1. We need to create a common language of mental health. And no, I don’t mean that the recovery community needs to (finally) agree on which words are and are not appropriate to use. We just need to agree on the ones that ARE NOT, under any circumstance, appropriate to use. There exists a normative parlance that includes derogatory and stigmatizing words and imagery about mental health and addiction. We can all do something about this, and it starts by standing up to people in the way members of the black and LGBTQ communities stood up to discriminatory language and changed what was normal and acceptable. Let’s start with our loved ones, and then our colleagues, and then work through collective resistance against media representations of a language unfit to represent human identity and experience.

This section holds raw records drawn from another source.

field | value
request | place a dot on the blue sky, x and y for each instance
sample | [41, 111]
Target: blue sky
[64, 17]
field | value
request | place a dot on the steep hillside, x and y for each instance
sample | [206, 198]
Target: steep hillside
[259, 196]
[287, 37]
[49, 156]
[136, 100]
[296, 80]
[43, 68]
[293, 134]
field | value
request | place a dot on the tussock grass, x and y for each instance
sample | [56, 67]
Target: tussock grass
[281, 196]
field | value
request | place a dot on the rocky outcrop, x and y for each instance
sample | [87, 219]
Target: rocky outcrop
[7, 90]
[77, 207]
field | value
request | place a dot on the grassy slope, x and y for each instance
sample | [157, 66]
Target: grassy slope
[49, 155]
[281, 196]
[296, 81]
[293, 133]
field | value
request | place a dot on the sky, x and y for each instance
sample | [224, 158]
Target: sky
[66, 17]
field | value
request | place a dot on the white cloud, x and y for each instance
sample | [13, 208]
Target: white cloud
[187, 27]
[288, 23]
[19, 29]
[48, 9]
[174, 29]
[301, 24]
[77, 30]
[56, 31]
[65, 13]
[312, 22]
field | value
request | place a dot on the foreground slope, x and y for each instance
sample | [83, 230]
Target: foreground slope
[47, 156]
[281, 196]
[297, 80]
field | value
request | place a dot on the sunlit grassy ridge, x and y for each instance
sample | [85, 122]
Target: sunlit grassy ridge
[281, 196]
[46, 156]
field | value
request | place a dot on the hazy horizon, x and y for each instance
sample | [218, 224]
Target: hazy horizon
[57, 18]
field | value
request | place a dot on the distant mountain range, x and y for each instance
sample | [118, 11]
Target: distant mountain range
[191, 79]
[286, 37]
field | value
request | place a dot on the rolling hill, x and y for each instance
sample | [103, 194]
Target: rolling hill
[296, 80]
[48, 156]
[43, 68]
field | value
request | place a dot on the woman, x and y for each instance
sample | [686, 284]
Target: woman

2. The dismantling of the US system of mass incarceration is imperative not just for people locked up who have mental health and addiction treatment needs. Our justice system criminalizes poverty and institutionalizes racism and pan-discrimination. We do not achieve an adequate mental health system until mass incarceration is turned away from as a paradigm of “justice”. It is not as dramatic a shift as we may imagine; there are dozens of countries that have transformed their systems toward progressive justice from a historically punitive and regressive approach. We need to ally ourselves with community members already working towards these goals and add our skills and concerns to their ongoing journey. These connections are being made in a way now that is unprecedented. Find the people in your community who are working on issues of criminal justice reform—including implementing restorative and community-based justice methods—and work with them.
There are so many more issues on our collective horizon; I will continue to be motivated by you all for taking them on. NYAPRS friends, it has been a pleasure to come into communion with you each morning. Thank you for offering me trust, compassion, inspiration, and family along the way.